L’optogenetica ridà in parte la vista ad un paziente con retina pigmentosa.

Risultati impressionanti sono stati ottenuti nel ridare una certa visione a ciechi assoluti con un nuovo metodo, l’optogenetica.

Una équipe di scienziati di serietà assoluta ha pubblicato dei dati importanti e stimolanti nell’ambito dell’optogenetica.

Il Professor Jose Sahel dell’Ospedale Quinze Vingts di Parigi e dell’Università di Pittsburgh, ha comunicato di aver ripristinato in parte la vista di un cieco totale affetto da retinite pigmentosa, inserendo proteine ​​reagenti alla luce in uno dei suoi occhi.

Premessa

Ricordiamo in merito che le immagini osservate dall’occhio, vengono catturate dai fotorecettori, coni e bastoncelli.

I fotorecettori inoltrano il segnale elettrico alle cellule ganglionarie.

Le cellule ganglionarie trasmettono i segnali al nervo ottico, che conduce le informazioni al lobo occipitale del cervello.

In certe malattie ereditarie, come le retiniti pigmentose, i soggetti perdono completamente i loro fotorecettori.
Dunque le immagini non possono più essere catturate da essi.

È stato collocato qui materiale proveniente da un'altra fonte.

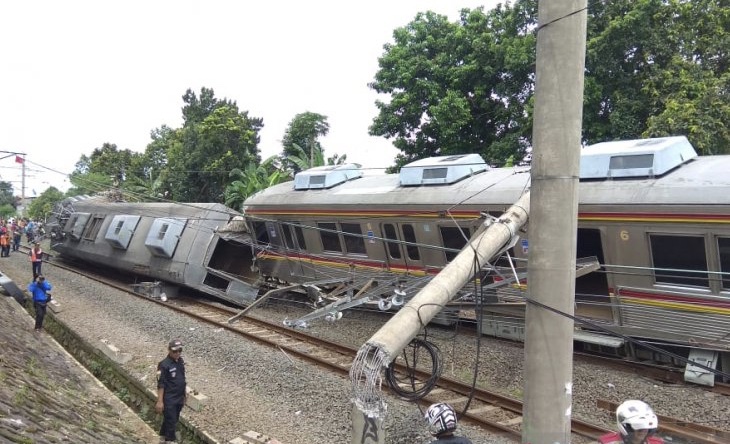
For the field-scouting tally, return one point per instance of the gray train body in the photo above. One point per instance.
(177, 244)
(654, 218)
(654, 215)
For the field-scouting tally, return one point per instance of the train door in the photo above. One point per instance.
(401, 248)
(296, 250)
(591, 290)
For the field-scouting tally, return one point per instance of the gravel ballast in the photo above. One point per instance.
(252, 387)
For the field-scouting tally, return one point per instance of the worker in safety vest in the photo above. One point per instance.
(36, 259)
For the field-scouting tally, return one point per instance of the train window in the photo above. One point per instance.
(329, 236)
(288, 236)
(389, 232)
(409, 235)
(679, 260)
(723, 246)
(93, 229)
(352, 234)
(454, 239)
(300, 236)
(293, 236)
(262, 235)
(163, 230)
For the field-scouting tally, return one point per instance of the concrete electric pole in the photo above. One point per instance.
(561, 42)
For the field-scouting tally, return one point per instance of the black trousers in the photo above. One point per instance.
(40, 313)
(170, 417)
(36, 269)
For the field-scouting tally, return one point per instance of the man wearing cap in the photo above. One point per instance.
(40, 288)
(171, 393)
(36, 259)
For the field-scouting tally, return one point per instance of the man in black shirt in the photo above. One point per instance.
(171, 393)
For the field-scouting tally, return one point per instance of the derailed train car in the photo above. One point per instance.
(197, 245)
(654, 215)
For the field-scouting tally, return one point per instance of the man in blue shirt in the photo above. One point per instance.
(40, 289)
(171, 393)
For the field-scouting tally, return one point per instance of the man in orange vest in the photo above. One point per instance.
(4, 244)
(36, 259)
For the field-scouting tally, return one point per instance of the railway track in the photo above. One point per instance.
(487, 409)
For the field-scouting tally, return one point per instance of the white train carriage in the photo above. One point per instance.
(191, 245)
(654, 214)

Per combattere gli effetti di queste malattie, Sahel ha trasformato le cellule ganglionarie in nuovi fotorecettori, anche se normalmente le ganglionarie non catturano la luce.

Cosa è stato fatto?

In questo articolo non descriveremo le tecniche adoperate, ma sinteticamente ci limiteremo a dire che il professor Sahel e altri investigatori hanno usato l’optogenetica per introdurre proteine ​​sensibili alla luce nelle cellule ganglionarie, che come detto precedentemente, normalmente non percepiscono la luce, trasformandole in nuove cellule fotorecettrici.

Per fare questo hanno iniettato nell’occhio un virus vettore optogenetico di una rodopsina speciale, rendendo le cellule ganglionarie dei fotorecettori, capaci di catturare luce e immagini, e inoltrare gli impulsi luminosi al cervello.

In questi occhi dunque, le cellule modificate da tecniche genetiche possono catturare parzialmente le immagini e trasferirle al cervello.

Non dobbiamo però illuderci, il procedimento, per ora, ridà una percezione della luce e dei movimenti, però è ben lontano dal ridare una visione utile.
Il soggetto deve utilizzare lenti speciali che permettono, al momento, soltanto una percezione spettrale e ristretta.

Questa ricerca ha però dimostrato la validità dell’idea alla base di questi studi, e si spera in risultati applicabili presto nella pratica clinica di tutti i giorni.

Ad oggi l’optogenetica viene sperimentata principalmente dal Professore Jose Sahel, dell’Ospedale Quinze Vingts di Parigi, all’Università di Pittsburgh (USA), dalla società GenSight e dalla società Bionic Sight. Anche l’azienda farmaceutica Novartis sta studiando una proteina diversa, molto sensibile alla luce, destinata a combattere gli effetti della retina pigmentosa.

Sinteticamente

Le immagini seguenti sintetizzano il procedimento:

img-optogenetica

Fig.1 retina normale.

Le immagini osservate dall’occhio, vengono catturate dai fotorecettori, coni e bastoncelli.
I fotorecettori inoltrano il segnale elettrico alle cellule ganglionarie.
Le cellule ganglionarie trasmettono i segnali al nervo ottico, che conduce le informazioni al lobo occipitale del cervello.

 

 

Fig.2 Retina affetta da retinite pigmentosa.

I fotorecettori e cellule bipolari sono gravemente alterati: In certe malattie ereditarie come le retiniti pigmentose, i soggetti perdono completamente i loro fotorecettori.
Dunque le immagini non possono più essere catturate dai fotorecettori e non è possibile condurre le informazioni al cervello.

 

img_optogenetica3

 

Fig 3. Retina trattata con optogenetica.

Le cellule ganglionarie sono diventate fotorecettori. L’optogenetica inserisce proteine sensibili alla luce nelle cellule ganglionarie consentendo loro di rilevare direttamente forme e movimenti.
In questi occhi dunque, le cellule ganglionarie modificate da tecniche genetiche possono catturare le immagini e trasferirle al cervello. Coni e bastoncelli, i fotorecettori normali sono bypassati e ignorati.